À retenir pour les familles, proches et professionnels

  • Le dépistage du cancer chez les hommes en EHPAD n’est pas la norme, mais il n’est pas un sujet tabou : il dépend de nombreux facteurs médicaux et personnels.
  • Le dialogue fait la différence : Interrogez l’équipe soignante ou le médecin coordonnateur, partagez vos inquiétudes ou attentes lors de la réunion de projet de vie.

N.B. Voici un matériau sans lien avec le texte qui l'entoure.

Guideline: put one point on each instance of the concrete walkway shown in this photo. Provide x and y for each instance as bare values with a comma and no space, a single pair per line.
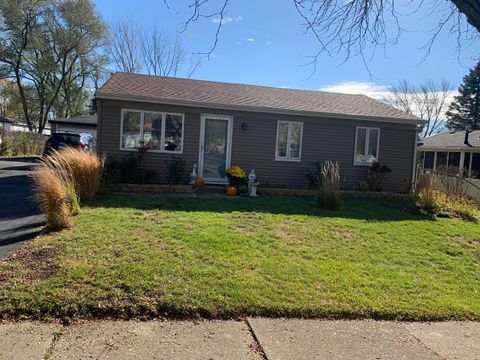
255,338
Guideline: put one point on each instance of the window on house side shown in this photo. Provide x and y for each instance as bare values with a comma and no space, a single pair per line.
366,145
289,140
161,132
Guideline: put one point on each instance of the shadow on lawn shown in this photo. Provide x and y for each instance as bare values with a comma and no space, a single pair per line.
363,209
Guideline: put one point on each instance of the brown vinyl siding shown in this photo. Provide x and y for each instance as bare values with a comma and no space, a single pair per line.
254,148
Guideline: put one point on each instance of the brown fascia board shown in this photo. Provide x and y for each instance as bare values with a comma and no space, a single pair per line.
110,96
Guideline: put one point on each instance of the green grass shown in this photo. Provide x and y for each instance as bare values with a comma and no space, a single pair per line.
147,256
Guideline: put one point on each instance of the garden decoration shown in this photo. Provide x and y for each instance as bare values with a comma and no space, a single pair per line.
252,184
232,191
193,175
199,182
237,178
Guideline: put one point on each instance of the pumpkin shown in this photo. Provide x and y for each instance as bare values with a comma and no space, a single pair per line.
199,182
231,191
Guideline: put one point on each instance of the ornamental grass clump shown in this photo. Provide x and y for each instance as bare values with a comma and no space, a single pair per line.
329,180
84,169
63,180
51,190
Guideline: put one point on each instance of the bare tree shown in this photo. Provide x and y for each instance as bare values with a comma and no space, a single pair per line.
358,27
42,44
134,49
161,55
429,101
125,46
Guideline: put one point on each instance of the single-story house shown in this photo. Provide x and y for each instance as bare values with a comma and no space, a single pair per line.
76,124
457,150
275,131
11,124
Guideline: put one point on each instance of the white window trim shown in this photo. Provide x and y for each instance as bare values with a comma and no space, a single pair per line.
365,150
289,139
142,124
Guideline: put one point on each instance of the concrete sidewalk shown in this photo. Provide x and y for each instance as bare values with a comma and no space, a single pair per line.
255,338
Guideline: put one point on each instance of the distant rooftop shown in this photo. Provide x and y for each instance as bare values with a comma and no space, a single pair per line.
449,140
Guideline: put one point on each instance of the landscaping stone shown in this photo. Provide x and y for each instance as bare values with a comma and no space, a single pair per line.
157,340
26,340
450,340
337,340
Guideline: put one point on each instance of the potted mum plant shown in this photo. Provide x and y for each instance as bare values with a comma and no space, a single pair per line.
237,179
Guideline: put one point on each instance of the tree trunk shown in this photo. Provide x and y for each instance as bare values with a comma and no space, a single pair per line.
471,9
23,98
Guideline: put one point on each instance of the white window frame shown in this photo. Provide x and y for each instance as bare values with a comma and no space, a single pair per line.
142,124
365,150
289,139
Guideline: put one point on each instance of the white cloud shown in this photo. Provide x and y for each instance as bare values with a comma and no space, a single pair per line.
375,91
227,20
371,89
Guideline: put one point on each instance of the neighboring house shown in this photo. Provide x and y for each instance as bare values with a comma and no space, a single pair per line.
77,124
458,150
10,124
277,132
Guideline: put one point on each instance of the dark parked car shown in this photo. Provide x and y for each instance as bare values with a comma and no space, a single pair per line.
59,141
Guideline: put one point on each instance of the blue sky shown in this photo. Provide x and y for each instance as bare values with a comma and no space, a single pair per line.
264,44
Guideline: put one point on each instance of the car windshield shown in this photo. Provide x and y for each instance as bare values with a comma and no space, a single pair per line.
67,138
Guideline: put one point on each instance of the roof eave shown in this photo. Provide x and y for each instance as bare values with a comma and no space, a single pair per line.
111,96
448,148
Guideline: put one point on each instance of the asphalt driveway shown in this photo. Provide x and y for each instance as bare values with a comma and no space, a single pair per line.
20,218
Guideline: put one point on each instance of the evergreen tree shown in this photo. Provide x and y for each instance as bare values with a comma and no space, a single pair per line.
464,111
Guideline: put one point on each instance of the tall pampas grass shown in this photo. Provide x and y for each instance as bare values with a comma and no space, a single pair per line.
63,180
51,195
83,168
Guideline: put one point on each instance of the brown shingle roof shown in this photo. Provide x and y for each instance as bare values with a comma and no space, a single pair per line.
81,120
240,96
448,140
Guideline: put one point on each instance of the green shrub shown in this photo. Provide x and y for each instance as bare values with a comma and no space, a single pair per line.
176,171
329,197
363,186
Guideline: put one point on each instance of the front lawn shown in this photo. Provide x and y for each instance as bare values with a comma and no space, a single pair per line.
148,256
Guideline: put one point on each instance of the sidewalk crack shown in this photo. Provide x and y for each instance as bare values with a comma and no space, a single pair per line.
259,346
56,336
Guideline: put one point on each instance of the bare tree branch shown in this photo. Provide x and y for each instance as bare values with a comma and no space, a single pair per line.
429,101
359,27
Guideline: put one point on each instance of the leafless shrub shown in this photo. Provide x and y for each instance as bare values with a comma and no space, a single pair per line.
330,198
451,180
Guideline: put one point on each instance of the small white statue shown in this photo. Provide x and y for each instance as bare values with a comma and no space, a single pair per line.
252,184
193,175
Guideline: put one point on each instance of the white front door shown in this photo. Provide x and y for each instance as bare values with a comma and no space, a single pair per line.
215,148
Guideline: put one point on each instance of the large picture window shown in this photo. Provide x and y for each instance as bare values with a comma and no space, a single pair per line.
289,140
161,132
366,145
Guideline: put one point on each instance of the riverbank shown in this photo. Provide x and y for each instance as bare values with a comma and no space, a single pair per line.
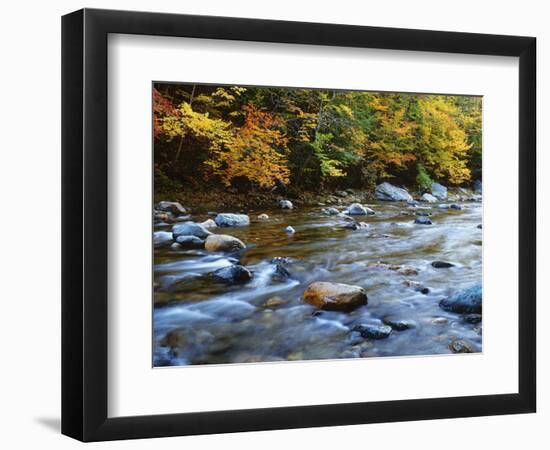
202,201
417,263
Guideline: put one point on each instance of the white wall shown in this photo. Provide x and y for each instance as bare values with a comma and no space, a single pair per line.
30,236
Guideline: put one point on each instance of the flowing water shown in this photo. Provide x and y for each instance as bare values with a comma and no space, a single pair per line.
266,320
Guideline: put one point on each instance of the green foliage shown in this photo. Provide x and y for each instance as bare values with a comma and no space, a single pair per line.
310,139
423,180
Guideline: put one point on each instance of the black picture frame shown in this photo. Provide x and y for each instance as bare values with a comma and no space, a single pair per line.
84,224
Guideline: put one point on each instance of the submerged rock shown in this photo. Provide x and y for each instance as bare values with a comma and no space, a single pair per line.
429,198
442,264
161,216
401,270
161,238
190,229
208,223
355,225
472,318
232,220
273,302
461,346
233,274
330,211
189,242
372,331
423,220
171,207
356,209
398,324
389,192
335,296
464,302
439,191
223,243
286,204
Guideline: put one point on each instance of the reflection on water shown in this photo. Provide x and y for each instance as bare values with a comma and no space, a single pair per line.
198,320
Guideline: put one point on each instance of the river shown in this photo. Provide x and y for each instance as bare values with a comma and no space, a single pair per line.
198,320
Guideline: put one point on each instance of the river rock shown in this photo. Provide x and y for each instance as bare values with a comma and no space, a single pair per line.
208,223
274,302
428,198
236,274
189,242
356,209
232,220
439,191
355,225
223,243
401,270
477,186
422,220
389,192
171,207
372,331
161,238
335,296
330,211
464,302
398,324
286,204
442,264
461,346
190,229
161,216
472,318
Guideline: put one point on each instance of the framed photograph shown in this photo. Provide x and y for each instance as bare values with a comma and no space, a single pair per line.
273,224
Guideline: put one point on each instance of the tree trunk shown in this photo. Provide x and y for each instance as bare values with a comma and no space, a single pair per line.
181,139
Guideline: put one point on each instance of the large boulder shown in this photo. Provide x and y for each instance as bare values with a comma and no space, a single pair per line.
286,204
223,243
189,242
439,191
335,296
356,209
373,331
190,229
161,238
464,302
232,220
428,198
171,207
233,274
389,192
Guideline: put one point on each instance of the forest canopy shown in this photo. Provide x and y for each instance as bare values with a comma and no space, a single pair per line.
254,138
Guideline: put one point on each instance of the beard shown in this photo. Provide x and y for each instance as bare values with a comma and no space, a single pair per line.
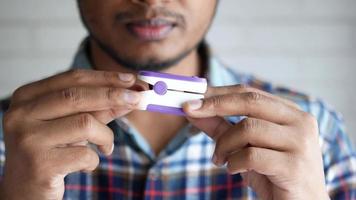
152,64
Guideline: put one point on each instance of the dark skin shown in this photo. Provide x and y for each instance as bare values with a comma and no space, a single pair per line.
51,121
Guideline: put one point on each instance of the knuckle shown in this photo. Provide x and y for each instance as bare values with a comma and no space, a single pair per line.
215,101
253,97
308,125
242,87
248,125
71,95
108,76
11,119
78,75
85,122
19,92
252,156
111,93
89,158
310,119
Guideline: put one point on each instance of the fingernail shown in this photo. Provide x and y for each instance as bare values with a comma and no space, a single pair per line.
195,104
126,77
132,97
215,159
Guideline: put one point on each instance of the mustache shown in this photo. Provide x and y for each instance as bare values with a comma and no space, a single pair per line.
150,13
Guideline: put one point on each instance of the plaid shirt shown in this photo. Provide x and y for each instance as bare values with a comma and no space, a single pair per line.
183,170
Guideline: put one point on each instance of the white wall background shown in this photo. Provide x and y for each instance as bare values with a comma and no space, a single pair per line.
309,45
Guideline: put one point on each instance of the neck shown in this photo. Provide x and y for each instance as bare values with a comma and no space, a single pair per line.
157,129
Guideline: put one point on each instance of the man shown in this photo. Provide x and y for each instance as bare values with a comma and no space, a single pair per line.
287,146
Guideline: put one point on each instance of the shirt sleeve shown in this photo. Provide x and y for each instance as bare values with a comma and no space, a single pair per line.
338,154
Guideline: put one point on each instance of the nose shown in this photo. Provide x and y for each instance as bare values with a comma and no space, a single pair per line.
150,2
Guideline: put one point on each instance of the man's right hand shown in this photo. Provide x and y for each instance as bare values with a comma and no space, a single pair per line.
50,123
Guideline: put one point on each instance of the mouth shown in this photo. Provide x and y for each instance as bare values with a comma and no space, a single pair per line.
151,29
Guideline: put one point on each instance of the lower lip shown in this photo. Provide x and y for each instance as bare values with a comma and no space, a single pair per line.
150,33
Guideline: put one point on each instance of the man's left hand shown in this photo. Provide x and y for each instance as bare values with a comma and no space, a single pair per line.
275,148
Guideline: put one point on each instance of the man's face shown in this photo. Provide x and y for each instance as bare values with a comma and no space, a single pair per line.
147,34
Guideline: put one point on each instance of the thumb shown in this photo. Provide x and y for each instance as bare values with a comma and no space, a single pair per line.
212,126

  • Une vigilance sur les signaux d’alerte : Plus important que le dépistage systématique, rester attentif à l’apparition de symptômes inhabituels (modification du transit, perte de poids inexpliquée, douleurs persistantes), et échanger rapidement avec un professionnel compétent.

L’information, l’écoute et l’accompagnement permettent de redonner du sens à la prévention en EHPAD, dans une démarche qui respecte le rythme, les besoins et la dignité de chaque homme âgé dans notre département.